Just taking your blood pressure dear. What is your normal blood pressure? You don’t know? Well I suppose we can’t know everything about ourselves. I’ll be back to check shortly. Just turn over dear, that’s it.

MUTTON FOR THE WORLD

To the Editor The West Australian

Dear Sir,

I am writing in support of that very good letter of a few weeks ago;

Mutton, as most cooks know, can be treated in sides or quarters
cheaply, quickly and effectively. The finished product is cooked
corned mutton which will keep for a long time. It could be shipped anywhere… Is Australia – a land of over supply (not over-production!) and enormous resource and goodwill not prepared on an apolitical basis to at least examine the possibilities seriously…

To the Editor The West Australian

Dear Sir,

It would be wonderful if, instead of Battleships, we could have Great Ships carrying meat and grain from countries with a surplus to the countries where there is famine. I do think and would like Readers to consider that a Blockade for whatever reason is the greatest evil men can do against other men. It is always the poor and the hungry and the homeless who have to suffer. The great food ships would bring about the World Peace which we all long for for our children and grandchildren…

About the questions they ask;
It seems that the writer can offer
a meditation on human wishes and
experience or he can follow the
climactic curve of conflict and drama
or he can combine both.

I feel embarrassed really I do waiting here at the edge of the underground car park. Waiting for the toilet. The Ladies Toilet, what silly words, is being cleaned by a man. I mean there are two men and this big metal trolley in the doorway and the mop too and us ladies waiting.

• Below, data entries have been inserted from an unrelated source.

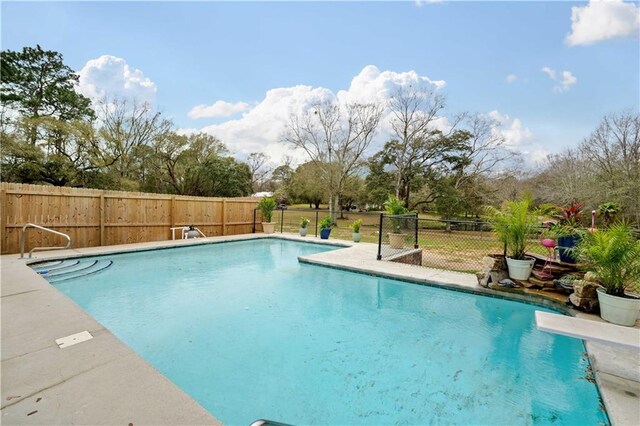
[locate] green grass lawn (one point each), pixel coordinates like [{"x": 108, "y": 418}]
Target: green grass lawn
[{"x": 457, "y": 250}]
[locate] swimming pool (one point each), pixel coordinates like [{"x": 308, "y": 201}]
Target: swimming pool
[{"x": 250, "y": 333}]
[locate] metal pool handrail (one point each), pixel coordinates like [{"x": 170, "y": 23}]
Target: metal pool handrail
[{"x": 31, "y": 225}]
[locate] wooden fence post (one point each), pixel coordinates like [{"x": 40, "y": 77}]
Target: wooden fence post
[
  {"x": 224, "y": 216},
  {"x": 3, "y": 219},
  {"x": 172, "y": 213},
  {"x": 102, "y": 240}
]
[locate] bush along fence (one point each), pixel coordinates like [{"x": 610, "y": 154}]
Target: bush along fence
[{"x": 93, "y": 217}]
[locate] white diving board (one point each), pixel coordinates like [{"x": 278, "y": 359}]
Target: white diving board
[{"x": 595, "y": 331}]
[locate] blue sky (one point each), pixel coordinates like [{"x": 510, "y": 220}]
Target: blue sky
[{"x": 203, "y": 52}]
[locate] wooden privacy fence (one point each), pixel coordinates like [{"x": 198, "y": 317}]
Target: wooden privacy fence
[{"x": 94, "y": 217}]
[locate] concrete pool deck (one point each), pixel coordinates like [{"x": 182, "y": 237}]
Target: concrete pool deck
[{"x": 102, "y": 381}]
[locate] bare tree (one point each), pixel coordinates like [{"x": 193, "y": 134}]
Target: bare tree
[
  {"x": 334, "y": 137},
  {"x": 258, "y": 166},
  {"x": 126, "y": 126},
  {"x": 613, "y": 151}
]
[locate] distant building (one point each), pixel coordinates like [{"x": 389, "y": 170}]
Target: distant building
[{"x": 263, "y": 194}]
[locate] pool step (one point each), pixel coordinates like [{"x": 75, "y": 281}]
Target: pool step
[
  {"x": 74, "y": 269},
  {"x": 46, "y": 268}
]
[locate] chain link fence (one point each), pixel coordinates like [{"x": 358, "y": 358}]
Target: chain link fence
[
  {"x": 457, "y": 245},
  {"x": 288, "y": 220}
]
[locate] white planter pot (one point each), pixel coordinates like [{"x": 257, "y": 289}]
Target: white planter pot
[
  {"x": 396, "y": 240},
  {"x": 268, "y": 227},
  {"x": 520, "y": 269},
  {"x": 618, "y": 310}
]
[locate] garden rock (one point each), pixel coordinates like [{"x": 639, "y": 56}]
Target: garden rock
[
  {"x": 494, "y": 270},
  {"x": 587, "y": 304},
  {"x": 591, "y": 277},
  {"x": 585, "y": 289}
]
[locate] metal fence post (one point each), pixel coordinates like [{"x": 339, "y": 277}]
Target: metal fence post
[
  {"x": 415, "y": 244},
  {"x": 379, "y": 257},
  {"x": 281, "y": 219}
]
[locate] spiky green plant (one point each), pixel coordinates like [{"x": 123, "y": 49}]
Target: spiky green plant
[
  {"x": 304, "y": 222},
  {"x": 326, "y": 222},
  {"x": 613, "y": 254},
  {"x": 266, "y": 207},
  {"x": 514, "y": 223}
]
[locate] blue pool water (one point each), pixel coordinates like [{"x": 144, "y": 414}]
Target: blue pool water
[{"x": 250, "y": 333}]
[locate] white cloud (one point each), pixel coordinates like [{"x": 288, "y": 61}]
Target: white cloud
[
  {"x": 218, "y": 109},
  {"x": 511, "y": 129},
  {"x": 110, "y": 76},
  {"x": 603, "y": 20},
  {"x": 564, "y": 78},
  {"x": 260, "y": 129}
]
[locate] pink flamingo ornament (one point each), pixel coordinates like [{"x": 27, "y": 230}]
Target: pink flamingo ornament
[{"x": 593, "y": 221}]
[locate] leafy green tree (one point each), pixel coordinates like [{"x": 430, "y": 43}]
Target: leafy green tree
[
  {"x": 36, "y": 83},
  {"x": 308, "y": 185}
]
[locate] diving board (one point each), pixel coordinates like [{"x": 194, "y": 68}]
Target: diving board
[{"x": 596, "y": 331}]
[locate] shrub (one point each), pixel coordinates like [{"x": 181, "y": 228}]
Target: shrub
[
  {"x": 266, "y": 207},
  {"x": 326, "y": 222},
  {"x": 514, "y": 223}
]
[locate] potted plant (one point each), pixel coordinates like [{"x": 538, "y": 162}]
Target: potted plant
[
  {"x": 609, "y": 211},
  {"x": 303, "y": 226},
  {"x": 325, "y": 227},
  {"x": 395, "y": 208},
  {"x": 515, "y": 223},
  {"x": 567, "y": 232},
  {"x": 266, "y": 207},
  {"x": 355, "y": 227},
  {"x": 613, "y": 255}
]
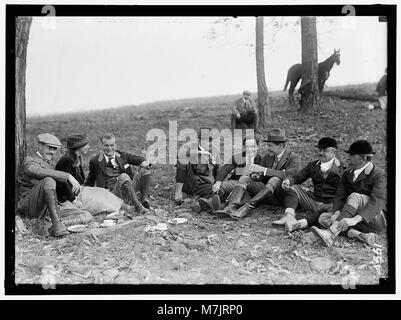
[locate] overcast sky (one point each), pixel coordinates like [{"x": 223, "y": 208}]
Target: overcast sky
[{"x": 92, "y": 63}]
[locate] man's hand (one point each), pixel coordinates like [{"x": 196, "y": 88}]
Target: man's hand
[
  {"x": 256, "y": 168},
  {"x": 216, "y": 186},
  {"x": 77, "y": 203},
  {"x": 74, "y": 183},
  {"x": 345, "y": 223},
  {"x": 286, "y": 184},
  {"x": 146, "y": 164},
  {"x": 335, "y": 216}
]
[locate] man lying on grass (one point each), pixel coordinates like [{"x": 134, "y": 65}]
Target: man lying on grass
[{"x": 360, "y": 200}]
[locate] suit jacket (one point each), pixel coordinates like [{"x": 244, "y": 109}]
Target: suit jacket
[
  {"x": 34, "y": 169},
  {"x": 97, "y": 167},
  {"x": 324, "y": 188},
  {"x": 289, "y": 164},
  {"x": 371, "y": 182},
  {"x": 237, "y": 161},
  {"x": 68, "y": 163}
]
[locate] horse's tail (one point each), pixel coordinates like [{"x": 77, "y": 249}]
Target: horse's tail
[{"x": 286, "y": 82}]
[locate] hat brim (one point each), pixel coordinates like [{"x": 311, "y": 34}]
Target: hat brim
[{"x": 350, "y": 152}]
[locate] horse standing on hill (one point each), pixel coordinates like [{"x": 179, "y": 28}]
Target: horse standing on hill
[{"x": 295, "y": 73}]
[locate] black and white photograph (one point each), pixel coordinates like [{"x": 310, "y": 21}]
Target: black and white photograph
[{"x": 234, "y": 150}]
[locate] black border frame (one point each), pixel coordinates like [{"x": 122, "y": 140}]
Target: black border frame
[{"x": 386, "y": 285}]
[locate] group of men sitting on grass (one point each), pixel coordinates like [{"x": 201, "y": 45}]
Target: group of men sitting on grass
[{"x": 348, "y": 201}]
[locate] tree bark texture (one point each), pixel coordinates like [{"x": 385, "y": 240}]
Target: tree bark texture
[{"x": 263, "y": 94}]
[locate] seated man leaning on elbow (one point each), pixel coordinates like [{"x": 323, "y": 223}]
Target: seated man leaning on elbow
[
  {"x": 111, "y": 169},
  {"x": 37, "y": 186},
  {"x": 325, "y": 173},
  {"x": 360, "y": 200},
  {"x": 265, "y": 187}
]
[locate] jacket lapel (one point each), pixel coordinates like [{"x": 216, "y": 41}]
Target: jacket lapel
[
  {"x": 364, "y": 173},
  {"x": 283, "y": 159}
]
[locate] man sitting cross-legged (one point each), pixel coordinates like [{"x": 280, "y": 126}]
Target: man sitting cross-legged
[
  {"x": 325, "y": 173},
  {"x": 111, "y": 169},
  {"x": 264, "y": 182},
  {"x": 37, "y": 186},
  {"x": 360, "y": 200}
]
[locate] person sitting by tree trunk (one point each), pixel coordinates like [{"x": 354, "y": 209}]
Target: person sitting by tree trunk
[
  {"x": 244, "y": 114},
  {"x": 325, "y": 173},
  {"x": 111, "y": 169},
  {"x": 264, "y": 181},
  {"x": 359, "y": 202},
  {"x": 72, "y": 163},
  {"x": 37, "y": 186}
]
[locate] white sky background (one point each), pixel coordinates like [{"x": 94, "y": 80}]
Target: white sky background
[{"x": 95, "y": 63}]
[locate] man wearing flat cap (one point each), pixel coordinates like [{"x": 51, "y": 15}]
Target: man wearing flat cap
[
  {"x": 360, "y": 200},
  {"x": 264, "y": 181},
  {"x": 37, "y": 185},
  {"x": 325, "y": 173},
  {"x": 111, "y": 169},
  {"x": 244, "y": 114}
]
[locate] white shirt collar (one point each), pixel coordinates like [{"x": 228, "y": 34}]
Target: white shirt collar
[
  {"x": 357, "y": 172},
  {"x": 325, "y": 166},
  {"x": 280, "y": 155}
]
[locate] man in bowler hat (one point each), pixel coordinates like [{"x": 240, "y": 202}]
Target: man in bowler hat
[
  {"x": 37, "y": 185},
  {"x": 360, "y": 200},
  {"x": 325, "y": 173}
]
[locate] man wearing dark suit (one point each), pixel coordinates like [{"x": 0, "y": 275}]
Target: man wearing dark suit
[
  {"x": 264, "y": 182},
  {"x": 111, "y": 169},
  {"x": 325, "y": 173},
  {"x": 244, "y": 114},
  {"x": 360, "y": 200}
]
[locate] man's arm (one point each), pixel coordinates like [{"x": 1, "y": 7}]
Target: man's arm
[
  {"x": 34, "y": 169},
  {"x": 377, "y": 199},
  {"x": 91, "y": 178}
]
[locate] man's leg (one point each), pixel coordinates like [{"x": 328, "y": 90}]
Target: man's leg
[
  {"x": 43, "y": 199},
  {"x": 124, "y": 189},
  {"x": 141, "y": 183},
  {"x": 260, "y": 192}
]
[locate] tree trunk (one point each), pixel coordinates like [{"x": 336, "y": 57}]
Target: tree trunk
[
  {"x": 263, "y": 94},
  {"x": 22, "y": 26},
  {"x": 309, "y": 89}
]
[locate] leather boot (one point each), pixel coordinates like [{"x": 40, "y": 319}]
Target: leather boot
[
  {"x": 129, "y": 196},
  {"x": 235, "y": 201},
  {"x": 211, "y": 204},
  {"x": 247, "y": 208},
  {"x": 58, "y": 228},
  {"x": 144, "y": 190},
  {"x": 328, "y": 235}
]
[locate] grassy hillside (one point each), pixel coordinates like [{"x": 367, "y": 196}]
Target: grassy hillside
[{"x": 248, "y": 251}]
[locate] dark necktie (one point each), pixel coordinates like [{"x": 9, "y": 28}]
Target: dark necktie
[{"x": 109, "y": 164}]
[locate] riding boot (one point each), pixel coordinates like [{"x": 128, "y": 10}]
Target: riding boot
[
  {"x": 58, "y": 227},
  {"x": 144, "y": 190},
  {"x": 129, "y": 196},
  {"x": 247, "y": 208},
  {"x": 235, "y": 201}
]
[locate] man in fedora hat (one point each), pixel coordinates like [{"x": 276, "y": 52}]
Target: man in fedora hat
[
  {"x": 325, "y": 173},
  {"x": 37, "y": 185},
  {"x": 244, "y": 114},
  {"x": 111, "y": 169},
  {"x": 360, "y": 200},
  {"x": 264, "y": 182}
]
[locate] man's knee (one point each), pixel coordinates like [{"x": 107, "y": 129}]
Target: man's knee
[
  {"x": 123, "y": 178},
  {"x": 325, "y": 219},
  {"x": 357, "y": 200},
  {"x": 49, "y": 183}
]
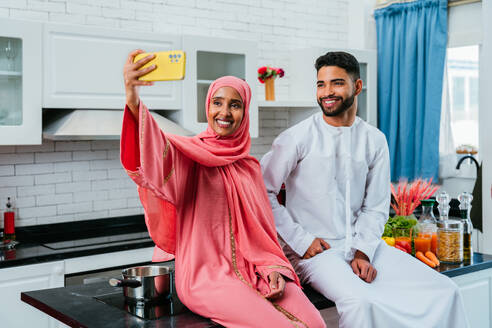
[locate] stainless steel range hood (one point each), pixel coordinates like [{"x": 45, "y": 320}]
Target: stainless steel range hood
[{"x": 90, "y": 124}]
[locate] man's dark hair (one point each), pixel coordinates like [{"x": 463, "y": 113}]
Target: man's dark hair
[{"x": 341, "y": 59}]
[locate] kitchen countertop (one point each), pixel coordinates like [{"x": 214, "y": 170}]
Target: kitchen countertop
[
  {"x": 53, "y": 242},
  {"x": 76, "y": 305}
]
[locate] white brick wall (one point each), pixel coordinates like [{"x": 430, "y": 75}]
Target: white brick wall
[{"x": 67, "y": 181}]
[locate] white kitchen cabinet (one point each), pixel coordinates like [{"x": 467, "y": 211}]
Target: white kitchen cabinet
[
  {"x": 20, "y": 82},
  {"x": 15, "y": 313},
  {"x": 476, "y": 288},
  {"x": 208, "y": 59},
  {"x": 303, "y": 78},
  {"x": 83, "y": 67}
]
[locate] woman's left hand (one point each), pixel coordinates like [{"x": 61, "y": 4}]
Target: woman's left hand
[{"x": 277, "y": 286}]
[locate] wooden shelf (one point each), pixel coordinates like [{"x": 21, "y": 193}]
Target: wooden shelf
[{"x": 287, "y": 104}]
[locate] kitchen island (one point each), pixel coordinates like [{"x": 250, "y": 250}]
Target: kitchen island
[
  {"x": 78, "y": 306},
  {"x": 84, "y": 306}
]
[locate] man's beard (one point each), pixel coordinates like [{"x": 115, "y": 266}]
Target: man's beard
[{"x": 344, "y": 106}]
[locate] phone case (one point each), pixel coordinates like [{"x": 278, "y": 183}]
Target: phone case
[{"x": 170, "y": 65}]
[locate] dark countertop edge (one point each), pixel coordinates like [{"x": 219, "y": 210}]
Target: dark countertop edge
[
  {"x": 50, "y": 311},
  {"x": 73, "y": 254}
]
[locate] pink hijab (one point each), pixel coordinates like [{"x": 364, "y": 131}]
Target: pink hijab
[{"x": 252, "y": 217}]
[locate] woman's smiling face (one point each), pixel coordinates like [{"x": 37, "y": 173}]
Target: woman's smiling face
[{"x": 226, "y": 111}]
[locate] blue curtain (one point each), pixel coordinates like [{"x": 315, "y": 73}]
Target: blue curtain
[{"x": 411, "y": 56}]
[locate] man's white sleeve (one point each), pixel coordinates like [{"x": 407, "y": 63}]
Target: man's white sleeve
[
  {"x": 276, "y": 166},
  {"x": 369, "y": 225}
]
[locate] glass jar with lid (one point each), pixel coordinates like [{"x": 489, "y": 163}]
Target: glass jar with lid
[
  {"x": 427, "y": 222},
  {"x": 450, "y": 241}
]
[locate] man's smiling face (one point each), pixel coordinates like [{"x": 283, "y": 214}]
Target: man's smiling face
[{"x": 336, "y": 90}]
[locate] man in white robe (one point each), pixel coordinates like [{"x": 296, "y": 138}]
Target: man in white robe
[{"x": 336, "y": 172}]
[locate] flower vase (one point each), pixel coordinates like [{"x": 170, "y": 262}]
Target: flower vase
[{"x": 270, "y": 89}]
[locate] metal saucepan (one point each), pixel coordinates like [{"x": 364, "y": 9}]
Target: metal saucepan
[{"x": 146, "y": 283}]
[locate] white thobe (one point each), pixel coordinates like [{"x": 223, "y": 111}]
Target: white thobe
[{"x": 338, "y": 188}]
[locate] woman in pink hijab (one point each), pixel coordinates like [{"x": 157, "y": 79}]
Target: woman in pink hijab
[{"x": 205, "y": 203}]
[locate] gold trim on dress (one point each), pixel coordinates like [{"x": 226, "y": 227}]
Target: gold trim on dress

Sorry to keep youse waiting, the one man says as if he knows.

Really this must be an electricity cut. No matches and no candles only the silence and the darkness. Continued silence and darkness. I can wait even if it is cold and getting colder as if some disaster is about to come. If only there could be a little gleam of light under the door as it used to be before the servants went to bed.

I think I am beginning to understand why my mother, towards the end of her life, no longer listened to music. I am finding, as I listen, that tears seem to force themselves from under my closed lids.

I am cold.

There’s no need to cry dear. Here’s a hot blanket and remember when you go home you’re not to lift anything heavier than the kettle so it is, you’ll understand, a good idea to clear out the whole house.

Where is the wardrobe? Where is the wardrobe where I left off? The whole thing is full of plastic bags I’ll start on them and work through bit by bit and clear away all the confusion.

As the Maharaja said: ‘On days when one feels gratitude it is as well to show it.’